Oil strike: PDP accuses NUPENG of sabotage
Nigeria’s ruling party, the PDP on Wednesday accused the National Union of Petroleum and Natural Gas Workers (NUPENG) of sabotaging the Federal Government`s effort at ensuring transparency and accountability in the petroleum industry.
National Publicity Secretary of the Party, Mr Olisa Metuh in a statement called on Nigerians to give their support to the government against “the tiny cabal of oil marketers and their political collaborators’’.
It described the cabal as “the real behind the scene puppeteers of the striking NUPENG’’.
The statement said that NUPENG`s decision to embark on a nationwide strike over Federal Government decision to stick to unimpeded transparency in the payment of subsidy claims was unpatriotic.
It further described NUPENG`s action as “a barefaced insensitivity to the outcry of Nigerians over the rot in the oil industry’’.
“No sensible government would allow a policy in a vital economic sector to be dictated by those who don’t have the interest of the nation at heart,’’ the statement said.
It stressed that the PDP-led Federal Government would not relent in fighting for the interest of the people, adding that Nigerians were greater than the oil marketers.
“ The NUPENG must not be allowed to appropriate the interests of the generality of the people, who bear the brunt of shady transactions in the petroleum subsidy management,’’ it said.
The statement said that NUPENG was fighting for the interest of the indicted oil marketers in the ongoing fuel subsidy probe and not for Nigeria.
It wondered why the union, which had been in the vanguard of calls for sanity in the subsidy regime was now standing against government’s decision to ensure transparency in the sector.The statement called on Nigerians to appreciate Federal Government`s stand on the matter, “because it is not fighting the cause of the PDP or that of the President but is fighting for all Nigerians’’.
“It is time for all of us who believe in the cause of transparent governance to rise to the occasion.
“The Federal Government cannot bow to pressure and be stampeded into paying fictitious subsidy claims to forestall the strike by NUPENG,” the statement said.
It urged NUPENG to see reason and call off its strike, and called on civil society organisations and well meaning Nigerians to join the Federal Government to fight corruption.
Meanwhile, NUPENG maintained some skeletal loading of petroleum products in Lagos, in spite of their face-off with the Federal Government.
Alhaji Tokunbo Korodo, Chairman, Southwest Chapter of the Union, gave the petroleum products loading update in an interview with the News Agency of Nigeria (NAN).

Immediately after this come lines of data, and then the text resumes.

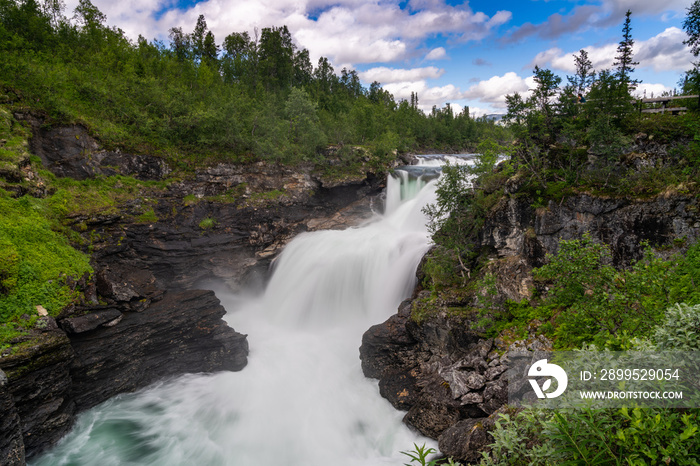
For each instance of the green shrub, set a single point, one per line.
(35, 260)
(680, 328)
(599, 301)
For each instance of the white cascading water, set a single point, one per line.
(302, 399)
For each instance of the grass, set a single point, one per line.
(35, 262)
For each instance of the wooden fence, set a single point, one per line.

He said that the skeletal loading was in anticipation that the ongoing dialogue between the Federal Government and the union would be fruitful.
“Loading activities in Lagos is very low, while the entire Abuja has been grounded without petrol.
“We in Southwest are waiting for the outcome of the meeting of our national body with the Minister of Labour that is scheduled for today, before we will know the next line of action,’’ he said.
Korodo urged the Federal Government to publish names of marketers they have paid subsidy claims.
He expressed displeasure at what he called the inability of government to meet its earlier promise to pay outstanding subsidy claims within two weeks.
Mr Samuel Oyebode, the Vice-Chairman of Petroleum Tanker Drivers (PTD), Zenon II Unit, Apapa, said that they were optimistic about the outcome of their union’s meeting with government.
He said that loading of petroleum product in Apapa has been very slow, after the two-day Eid-el-Fitri holidays.
Oyebode urged government to avert the pending threat of a nationwide strike by fast tracking the payment of marketers’ subsidy claims.
Another NUPENG official, Mr Kabiru Ademuyiwa, the Secretary of PTD Time Unit of NUPENG said that there was need for a truce in the ongoing disagreement between the union and government.
“Marketers who borrowed money from banks are faced with lots of challenges for not paying back on time; if care is not taken, banks might seize their property– if they refused to pay as at when due,” he said.
NUPENG, on Monday threatened to embark on a nationwide strike from Thursday, unless oil marketers were paid their subsidy claims.